名簿には顧客の住所、氏名、生年月日のほか収入、負債額などのプライバシーが記載されていた。

千葉のパブリック

元支店長は1991年(平成3年)7月にパブリックに移った。間もなくパブリックも退社した。

パブリック側は事情聴取に対し「顧客名簿は独自の営業努力で作成している」として関与を否定しているという。

苦情電話が続出

1992年(平成4年)6月ごろから、顧客から武富士のもとに「名前も知らない消費者金融からダイレクトメールが来て困っている」との苦情電話が相次いだ。

調査の結果、名簿の流出・漏洩(ろうえい)が分かった。

業務上横領教唆の罪で道警に告訴

武富士は1993年2月、パブリックの幹部を業務上横領教唆の罪で道警に告訴した。

5000万円の損害賠償を求める民事訴訟

また1993年8月には、パブリックに5000万円の損害賠償を求める訴え(民事訴訟)を東京地裁(地方裁判所)に起こした。

2人とも武富士の社員だった

このパブリック幹部は元武富士の社員で、元支店長の上司でもあったという。

民間の信用調査機関などによると、パブリックは1990年(平成2年)8月設立。
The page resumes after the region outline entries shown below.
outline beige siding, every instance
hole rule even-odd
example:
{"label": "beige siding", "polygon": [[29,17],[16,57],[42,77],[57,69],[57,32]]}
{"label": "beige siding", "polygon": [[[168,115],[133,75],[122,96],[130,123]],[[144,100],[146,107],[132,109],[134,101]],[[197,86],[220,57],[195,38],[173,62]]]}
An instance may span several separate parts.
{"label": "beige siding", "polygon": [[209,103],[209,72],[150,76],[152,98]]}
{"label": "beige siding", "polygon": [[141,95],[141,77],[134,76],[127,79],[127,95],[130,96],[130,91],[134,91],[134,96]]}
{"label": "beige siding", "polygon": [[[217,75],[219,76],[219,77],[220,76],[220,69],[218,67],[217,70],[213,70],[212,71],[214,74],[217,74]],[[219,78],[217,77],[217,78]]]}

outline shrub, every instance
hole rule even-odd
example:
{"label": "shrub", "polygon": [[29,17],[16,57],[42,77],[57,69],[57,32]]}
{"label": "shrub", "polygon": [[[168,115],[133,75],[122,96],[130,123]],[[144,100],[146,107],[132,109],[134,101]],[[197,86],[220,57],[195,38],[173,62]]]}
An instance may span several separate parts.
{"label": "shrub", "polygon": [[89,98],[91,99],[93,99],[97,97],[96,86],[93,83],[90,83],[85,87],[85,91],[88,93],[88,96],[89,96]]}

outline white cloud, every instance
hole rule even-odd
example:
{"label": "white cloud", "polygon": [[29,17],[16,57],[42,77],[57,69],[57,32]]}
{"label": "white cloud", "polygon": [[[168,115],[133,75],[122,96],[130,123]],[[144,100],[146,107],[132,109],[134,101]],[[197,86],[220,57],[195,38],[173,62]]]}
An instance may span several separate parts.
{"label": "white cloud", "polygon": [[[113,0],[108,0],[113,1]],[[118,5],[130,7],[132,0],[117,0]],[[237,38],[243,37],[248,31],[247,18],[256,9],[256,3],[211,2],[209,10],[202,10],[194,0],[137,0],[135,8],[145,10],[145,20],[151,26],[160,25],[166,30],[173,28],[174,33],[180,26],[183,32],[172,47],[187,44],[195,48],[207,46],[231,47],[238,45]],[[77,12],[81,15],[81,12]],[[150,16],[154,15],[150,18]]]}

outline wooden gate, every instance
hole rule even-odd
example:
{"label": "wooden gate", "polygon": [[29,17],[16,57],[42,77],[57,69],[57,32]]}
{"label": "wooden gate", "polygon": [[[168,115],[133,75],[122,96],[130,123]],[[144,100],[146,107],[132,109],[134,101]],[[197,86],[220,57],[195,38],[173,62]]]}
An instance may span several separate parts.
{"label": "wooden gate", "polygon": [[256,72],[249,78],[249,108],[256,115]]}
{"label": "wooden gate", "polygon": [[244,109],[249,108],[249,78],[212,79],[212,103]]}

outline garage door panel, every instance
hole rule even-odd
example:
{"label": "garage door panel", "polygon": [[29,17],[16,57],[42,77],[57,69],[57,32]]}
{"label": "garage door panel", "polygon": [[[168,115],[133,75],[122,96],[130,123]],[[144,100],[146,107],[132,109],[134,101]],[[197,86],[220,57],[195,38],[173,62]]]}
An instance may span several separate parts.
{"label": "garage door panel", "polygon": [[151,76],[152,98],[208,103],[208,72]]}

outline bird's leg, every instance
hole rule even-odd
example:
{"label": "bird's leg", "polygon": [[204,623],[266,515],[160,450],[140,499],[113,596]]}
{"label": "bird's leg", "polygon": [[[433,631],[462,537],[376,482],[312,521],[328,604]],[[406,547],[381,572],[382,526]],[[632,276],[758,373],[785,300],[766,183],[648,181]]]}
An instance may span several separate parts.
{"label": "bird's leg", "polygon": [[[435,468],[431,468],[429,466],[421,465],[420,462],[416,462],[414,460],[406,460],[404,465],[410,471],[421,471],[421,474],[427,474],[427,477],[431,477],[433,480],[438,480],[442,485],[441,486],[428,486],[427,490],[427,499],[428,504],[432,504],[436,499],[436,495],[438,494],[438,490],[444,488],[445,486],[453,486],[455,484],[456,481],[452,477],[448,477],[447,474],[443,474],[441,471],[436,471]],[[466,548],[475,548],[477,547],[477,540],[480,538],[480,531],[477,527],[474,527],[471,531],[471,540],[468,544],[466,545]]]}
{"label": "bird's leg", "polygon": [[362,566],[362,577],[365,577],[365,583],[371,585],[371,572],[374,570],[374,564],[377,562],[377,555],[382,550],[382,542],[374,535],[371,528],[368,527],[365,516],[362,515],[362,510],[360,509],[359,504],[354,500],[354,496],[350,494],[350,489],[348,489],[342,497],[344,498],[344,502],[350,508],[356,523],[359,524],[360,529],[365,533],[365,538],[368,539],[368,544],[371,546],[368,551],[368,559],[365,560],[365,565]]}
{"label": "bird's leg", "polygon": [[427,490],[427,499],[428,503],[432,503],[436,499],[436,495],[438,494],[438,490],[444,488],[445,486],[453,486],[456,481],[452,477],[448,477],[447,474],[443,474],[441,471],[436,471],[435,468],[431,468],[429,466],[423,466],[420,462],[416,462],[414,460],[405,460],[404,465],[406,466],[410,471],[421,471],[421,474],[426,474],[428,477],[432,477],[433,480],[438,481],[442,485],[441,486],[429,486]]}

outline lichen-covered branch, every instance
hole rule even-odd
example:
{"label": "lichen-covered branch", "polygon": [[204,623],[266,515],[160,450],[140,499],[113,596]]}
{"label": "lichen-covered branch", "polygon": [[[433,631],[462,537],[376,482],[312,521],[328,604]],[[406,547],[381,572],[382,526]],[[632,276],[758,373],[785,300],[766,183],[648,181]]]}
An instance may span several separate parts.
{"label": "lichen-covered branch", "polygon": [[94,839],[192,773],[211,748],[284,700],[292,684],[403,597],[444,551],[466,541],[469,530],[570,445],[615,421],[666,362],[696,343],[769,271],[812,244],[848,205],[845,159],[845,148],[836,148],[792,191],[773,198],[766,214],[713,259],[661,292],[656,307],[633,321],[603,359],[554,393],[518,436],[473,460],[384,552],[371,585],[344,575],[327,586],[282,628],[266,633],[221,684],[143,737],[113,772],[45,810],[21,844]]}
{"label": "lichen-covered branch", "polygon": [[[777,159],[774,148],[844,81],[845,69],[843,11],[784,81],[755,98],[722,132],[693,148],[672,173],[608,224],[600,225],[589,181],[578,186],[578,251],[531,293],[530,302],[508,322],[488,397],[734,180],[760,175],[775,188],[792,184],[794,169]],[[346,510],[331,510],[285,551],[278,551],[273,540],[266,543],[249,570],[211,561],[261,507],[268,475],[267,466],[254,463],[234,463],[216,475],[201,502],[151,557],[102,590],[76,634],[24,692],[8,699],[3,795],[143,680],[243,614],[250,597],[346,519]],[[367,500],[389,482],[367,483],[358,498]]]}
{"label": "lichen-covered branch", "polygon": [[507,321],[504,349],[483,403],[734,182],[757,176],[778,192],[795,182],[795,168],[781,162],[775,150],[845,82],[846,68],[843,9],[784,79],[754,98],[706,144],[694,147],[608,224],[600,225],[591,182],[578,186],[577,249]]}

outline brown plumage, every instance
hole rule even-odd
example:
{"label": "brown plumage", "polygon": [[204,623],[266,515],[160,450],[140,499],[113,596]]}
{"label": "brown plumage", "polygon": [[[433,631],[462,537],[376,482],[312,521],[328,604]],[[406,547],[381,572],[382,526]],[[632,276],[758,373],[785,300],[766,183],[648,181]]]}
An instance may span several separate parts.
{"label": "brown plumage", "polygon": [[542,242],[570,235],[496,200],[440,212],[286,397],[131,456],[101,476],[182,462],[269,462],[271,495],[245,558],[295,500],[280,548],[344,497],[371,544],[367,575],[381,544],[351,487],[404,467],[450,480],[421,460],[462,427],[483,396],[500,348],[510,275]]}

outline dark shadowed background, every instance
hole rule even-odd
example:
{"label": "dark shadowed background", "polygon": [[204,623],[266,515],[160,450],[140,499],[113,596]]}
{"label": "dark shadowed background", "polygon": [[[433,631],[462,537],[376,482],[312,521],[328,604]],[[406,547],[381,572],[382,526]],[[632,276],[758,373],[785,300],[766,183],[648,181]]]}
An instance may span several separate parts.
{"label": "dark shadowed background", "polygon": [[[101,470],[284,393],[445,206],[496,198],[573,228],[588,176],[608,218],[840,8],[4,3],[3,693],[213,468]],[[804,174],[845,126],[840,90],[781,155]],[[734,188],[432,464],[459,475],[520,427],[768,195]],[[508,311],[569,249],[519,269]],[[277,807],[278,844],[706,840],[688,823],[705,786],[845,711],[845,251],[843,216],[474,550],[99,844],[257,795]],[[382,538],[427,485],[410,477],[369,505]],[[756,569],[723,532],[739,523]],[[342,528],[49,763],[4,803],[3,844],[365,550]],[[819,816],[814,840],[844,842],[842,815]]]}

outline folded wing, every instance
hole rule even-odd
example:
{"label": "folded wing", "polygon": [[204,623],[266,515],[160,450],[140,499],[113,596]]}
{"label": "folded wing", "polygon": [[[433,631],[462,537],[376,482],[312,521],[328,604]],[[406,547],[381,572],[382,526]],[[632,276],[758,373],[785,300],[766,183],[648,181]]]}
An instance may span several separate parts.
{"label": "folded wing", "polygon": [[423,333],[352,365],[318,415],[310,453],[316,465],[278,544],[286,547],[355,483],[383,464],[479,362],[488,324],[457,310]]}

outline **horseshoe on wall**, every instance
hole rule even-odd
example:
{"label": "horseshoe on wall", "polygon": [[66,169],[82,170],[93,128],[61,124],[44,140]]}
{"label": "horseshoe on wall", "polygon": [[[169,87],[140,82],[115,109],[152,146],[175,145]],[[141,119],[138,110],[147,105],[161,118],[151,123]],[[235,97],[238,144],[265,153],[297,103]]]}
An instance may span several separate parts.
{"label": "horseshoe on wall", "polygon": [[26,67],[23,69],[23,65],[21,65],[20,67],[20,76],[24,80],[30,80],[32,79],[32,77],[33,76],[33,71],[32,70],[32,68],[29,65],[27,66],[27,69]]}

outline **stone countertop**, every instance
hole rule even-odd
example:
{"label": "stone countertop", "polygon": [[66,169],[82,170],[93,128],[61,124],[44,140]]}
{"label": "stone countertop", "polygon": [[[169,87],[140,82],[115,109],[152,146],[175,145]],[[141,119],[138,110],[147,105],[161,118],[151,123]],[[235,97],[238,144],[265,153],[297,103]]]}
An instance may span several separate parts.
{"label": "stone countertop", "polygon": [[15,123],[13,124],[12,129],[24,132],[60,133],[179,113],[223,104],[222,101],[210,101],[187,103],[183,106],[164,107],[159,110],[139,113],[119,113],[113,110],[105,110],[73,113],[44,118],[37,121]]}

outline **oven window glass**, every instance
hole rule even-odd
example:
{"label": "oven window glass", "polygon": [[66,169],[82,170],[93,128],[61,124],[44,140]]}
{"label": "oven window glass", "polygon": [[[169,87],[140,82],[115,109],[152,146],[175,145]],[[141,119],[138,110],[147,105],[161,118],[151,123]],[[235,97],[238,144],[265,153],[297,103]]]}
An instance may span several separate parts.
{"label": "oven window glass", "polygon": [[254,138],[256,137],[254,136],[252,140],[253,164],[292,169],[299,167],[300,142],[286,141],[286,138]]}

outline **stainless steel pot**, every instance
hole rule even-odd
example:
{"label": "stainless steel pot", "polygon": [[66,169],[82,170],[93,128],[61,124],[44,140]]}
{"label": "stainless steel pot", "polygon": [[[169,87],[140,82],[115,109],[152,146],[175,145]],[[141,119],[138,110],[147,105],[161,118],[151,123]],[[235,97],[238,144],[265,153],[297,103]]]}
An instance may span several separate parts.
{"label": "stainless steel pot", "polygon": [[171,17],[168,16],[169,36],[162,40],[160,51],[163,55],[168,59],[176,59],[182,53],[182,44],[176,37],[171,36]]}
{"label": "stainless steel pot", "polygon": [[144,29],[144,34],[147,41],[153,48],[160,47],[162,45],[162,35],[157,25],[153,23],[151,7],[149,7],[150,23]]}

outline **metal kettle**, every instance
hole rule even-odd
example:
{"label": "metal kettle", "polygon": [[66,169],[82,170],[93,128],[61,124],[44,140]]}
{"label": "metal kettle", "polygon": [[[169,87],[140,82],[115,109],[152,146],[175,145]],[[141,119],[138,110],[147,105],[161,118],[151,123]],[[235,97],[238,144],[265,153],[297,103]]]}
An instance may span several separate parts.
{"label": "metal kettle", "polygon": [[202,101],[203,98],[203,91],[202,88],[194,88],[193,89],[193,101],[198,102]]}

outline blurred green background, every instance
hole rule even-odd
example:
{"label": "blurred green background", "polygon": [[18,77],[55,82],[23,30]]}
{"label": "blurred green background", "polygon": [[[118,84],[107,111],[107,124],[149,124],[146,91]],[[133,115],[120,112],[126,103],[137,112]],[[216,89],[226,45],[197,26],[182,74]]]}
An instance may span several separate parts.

当時の社員は約130人だった。北海道、九州を中心に全国20支店があった。

上場企業クレディアに買収され、100%子会社に(2000年)

プレナス投資顧問によると、パブリックはその後、東証一部(現プライム市場)上場の消費者金融のクレディア(静岡市)に買収された。2000年9月、パブリックの全株式をクレディアが取得し、100%子会社にした。株式取得額は9000万円。株主のパブリック社長らから買い取った。2000年3月期の貸付金残高が161億4000万円。 従業員110人。

顧客の75%が女性、電話受付が中心

プレナス投資顧問の資料によれば、当時、パブリックは、顧客の75%が女性だった。電話受付による振り込み貸し付けを主力商品だった。札幌、大阪など5店舗を構えていた。電話等での営業が中心であるため、顧客(借り手)は全国に広がっていた。一方、クレディアは、東海、関東を地盤としていた。

吸収合併されて消滅

買収後も経営的には厳しく、債務超過の状態だった。このため、クレディアは翌年の2001年、増資を行って債務超過を解消したうえで、吸収合併した。この結果、パブリックは消滅した。また、クレディアも2007年に倒産した。